A number of groups have attempted to identify individual genes as well as signaling pathways from microarray data that are prognostic in malignant gliomas 19, 30, 33, 34, 39, 42, 55, 59, 62, 65. Using a group of only 19 gliomas, the chitinase‐3‐like gene (CHI3L1), which encodes for the glycoprotein YKL‐40, was found to be upregulated compared with normal brain and its expression correlated with tumor grade (65). In another set of GBMs, this time with 34 tumors, CHI3L1 was again identified as a significant gene and its expression was prognostic with decreased overall survival and in vitro radioresistance (42). Subsequently, additional studies have also validated the role of CHI3L1 as a biomarker and suggested a functional role for YKL‐40 in glioma progression 45, 49, 50. In a study examining high‐grade pediatric astrocytomas, the epidermal growth factor receptor (EGFR) and hypoxia‐inducible factor‐2α (HIF‐2α) pathways were implicated in this disease (30).
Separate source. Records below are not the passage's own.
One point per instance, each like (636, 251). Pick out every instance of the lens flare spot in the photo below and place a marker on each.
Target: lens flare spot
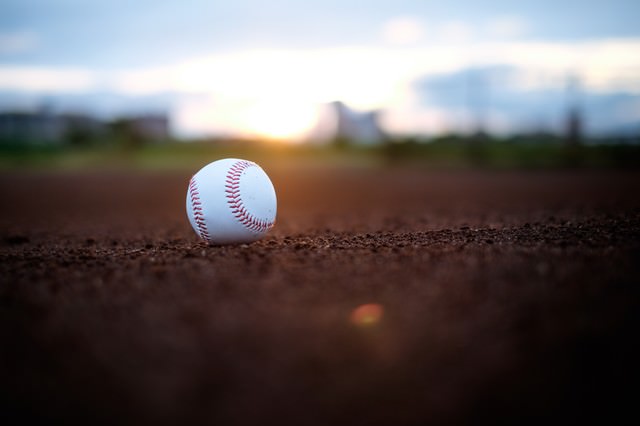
(367, 315)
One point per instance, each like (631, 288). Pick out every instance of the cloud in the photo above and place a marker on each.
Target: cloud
(507, 27)
(403, 30)
(17, 42)
(216, 91)
(47, 79)
(455, 32)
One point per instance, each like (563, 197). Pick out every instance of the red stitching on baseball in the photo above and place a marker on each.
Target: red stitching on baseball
(196, 206)
(234, 199)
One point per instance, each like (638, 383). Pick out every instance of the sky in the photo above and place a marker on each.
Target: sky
(251, 67)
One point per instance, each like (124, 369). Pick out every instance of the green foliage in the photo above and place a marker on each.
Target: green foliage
(444, 152)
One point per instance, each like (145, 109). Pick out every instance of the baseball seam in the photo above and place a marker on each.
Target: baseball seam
(234, 199)
(196, 207)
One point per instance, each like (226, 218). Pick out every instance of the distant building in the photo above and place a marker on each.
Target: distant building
(356, 127)
(40, 127)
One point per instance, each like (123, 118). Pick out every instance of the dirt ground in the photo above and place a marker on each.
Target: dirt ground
(505, 298)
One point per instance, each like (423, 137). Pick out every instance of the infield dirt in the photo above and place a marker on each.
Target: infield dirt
(505, 298)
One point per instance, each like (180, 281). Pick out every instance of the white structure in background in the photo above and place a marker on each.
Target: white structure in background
(339, 123)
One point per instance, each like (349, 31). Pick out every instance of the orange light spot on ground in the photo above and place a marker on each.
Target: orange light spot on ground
(367, 315)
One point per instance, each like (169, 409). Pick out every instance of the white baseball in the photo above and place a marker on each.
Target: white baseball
(231, 201)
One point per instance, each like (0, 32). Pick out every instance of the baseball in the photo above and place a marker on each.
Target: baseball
(231, 201)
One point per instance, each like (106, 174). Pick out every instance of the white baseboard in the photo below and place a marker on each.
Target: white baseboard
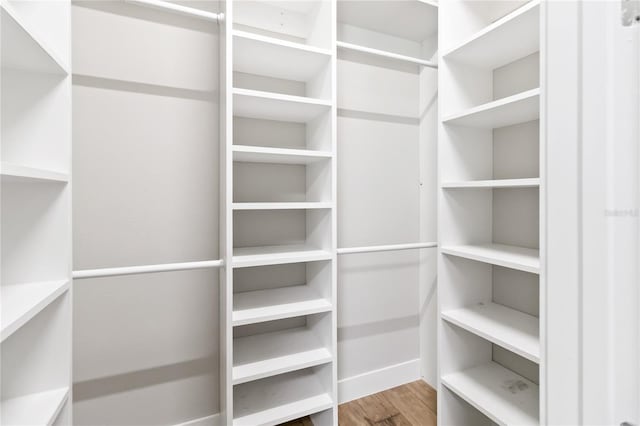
(212, 420)
(355, 387)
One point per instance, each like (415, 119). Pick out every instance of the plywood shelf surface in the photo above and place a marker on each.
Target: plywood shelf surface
(264, 355)
(512, 37)
(34, 409)
(21, 302)
(509, 328)
(274, 255)
(520, 258)
(275, 106)
(18, 173)
(25, 50)
(272, 57)
(279, 399)
(508, 111)
(500, 394)
(268, 305)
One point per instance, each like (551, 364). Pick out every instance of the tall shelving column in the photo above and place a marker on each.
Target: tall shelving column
(489, 284)
(278, 301)
(35, 301)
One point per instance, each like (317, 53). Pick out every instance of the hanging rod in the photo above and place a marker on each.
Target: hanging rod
(145, 269)
(390, 247)
(180, 10)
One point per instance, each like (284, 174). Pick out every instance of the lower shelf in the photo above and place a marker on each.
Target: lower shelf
(500, 394)
(264, 355)
(279, 399)
(35, 409)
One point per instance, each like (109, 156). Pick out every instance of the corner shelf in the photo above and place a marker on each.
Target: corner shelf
(493, 183)
(264, 355)
(17, 173)
(520, 258)
(494, 46)
(275, 106)
(275, 255)
(272, 57)
(259, 154)
(22, 302)
(500, 394)
(34, 409)
(283, 206)
(279, 399)
(267, 305)
(515, 109)
(509, 328)
(23, 49)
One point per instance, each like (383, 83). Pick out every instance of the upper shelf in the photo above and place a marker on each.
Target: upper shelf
(520, 258)
(272, 57)
(512, 37)
(276, 106)
(508, 111)
(24, 50)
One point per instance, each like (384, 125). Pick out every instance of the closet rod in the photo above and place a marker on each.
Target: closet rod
(389, 247)
(145, 269)
(178, 9)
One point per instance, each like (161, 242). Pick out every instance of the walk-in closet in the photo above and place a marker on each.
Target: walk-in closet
(319, 212)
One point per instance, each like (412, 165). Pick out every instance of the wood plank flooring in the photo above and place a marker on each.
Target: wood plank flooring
(412, 404)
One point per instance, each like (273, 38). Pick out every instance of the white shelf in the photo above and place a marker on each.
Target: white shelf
(520, 258)
(282, 206)
(511, 329)
(512, 37)
(267, 305)
(259, 154)
(385, 54)
(22, 49)
(264, 355)
(515, 109)
(17, 173)
(279, 399)
(275, 106)
(34, 409)
(275, 255)
(494, 183)
(272, 57)
(500, 394)
(21, 302)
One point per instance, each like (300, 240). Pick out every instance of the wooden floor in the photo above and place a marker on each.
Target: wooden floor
(413, 404)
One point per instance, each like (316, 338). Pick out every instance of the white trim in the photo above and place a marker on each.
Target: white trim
(212, 420)
(375, 381)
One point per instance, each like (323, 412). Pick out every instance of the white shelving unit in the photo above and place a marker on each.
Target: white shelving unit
(35, 295)
(278, 310)
(491, 350)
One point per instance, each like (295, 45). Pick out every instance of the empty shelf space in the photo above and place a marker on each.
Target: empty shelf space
(385, 54)
(512, 37)
(21, 302)
(259, 154)
(275, 106)
(17, 173)
(279, 399)
(509, 328)
(515, 109)
(494, 183)
(264, 355)
(34, 409)
(500, 394)
(22, 49)
(256, 54)
(282, 206)
(275, 255)
(266, 305)
(520, 258)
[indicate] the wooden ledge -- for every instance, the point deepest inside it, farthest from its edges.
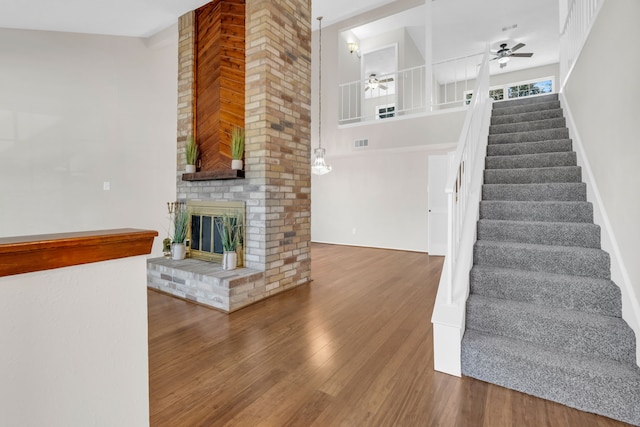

Another study revealed a 70‐gene signature in GBMs, which differentiated long‐term from typical survivors (33). One of the genes in this signature, fatty acid binding protein 7 (FABP7), was prognostic in an independent cohort of 105 patients. The ephrin receptor EPHA2 gene was found to be a prognostic marker based on an integrative analysis of mRNA profiling with CGH (34). Several other studies have attempted to combine classic profiling data with genomic structural information, in a similar way, to most accurately identify prognostic markers 34, 42, 51. Such combined approaches show great promise for the future of biomarker discovery.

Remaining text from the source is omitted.